Chamberlain’s shining retail star is a kitchen store called Berry + Basil. As the owners like to stay, it’s a small-town shop with big city perks. They aren’t wrong. Cookware, gourmet foods, wine and dining accents are expertly displayed in the shop’s meandering alcoves. French made Staub cookware, posh Smeg small appliances and a self-sharpening knife block are the stuff of home cook dreams.

Back in Sioux Falls, get your retail therapy fix with a stroll down Phillips Avenue with stops at Zandbroz Variety, Child’s Play Toys and The Spice and Tea Exchange. Then opt for ultimate relaxation at The Spa on Phillips. The LaStone Massage is the perfect combination of relaxation and working on those knotted spots, all while atop a heated massage table. Be prepared to be blissed out.

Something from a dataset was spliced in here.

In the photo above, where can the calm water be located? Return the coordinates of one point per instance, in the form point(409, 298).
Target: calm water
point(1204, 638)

Shel Zolkewich / Winnipeg Free Press
                                Watecha Bowll serves up hundreds of pieces of frybread a day.

Shel Zolkewich / Winnipeg Free Press

Watecha Bowll serves up hundreds of pieces of frybread a day.

Lawrence West promises that the fluff is in the frybread. And he delivers on that promise daily as the founder of Watecha Bowl, his restaurant, which is focused on Lakota street food. The tacos are what to order — a fresh, fried and fluffy bannock base loaded with taco meat, lettuce, cheddar, onions, salsa and sour cream. Daily specials include homemade soups, fried sweet corn and a South Dakota meat treat called chislic. For sweeter tastes, try the frybread topped with apples and cinnamon or indulge in the simplicity of frybread and wojapi, a thin, sweet fruit compote for dipping.

NOTE: Sioux Falls, South Dakota rests 750 km south of Winnipeg on US Interstate 29. The interstate speed limit in South Dakota is 80 miles per hour (128 km/h).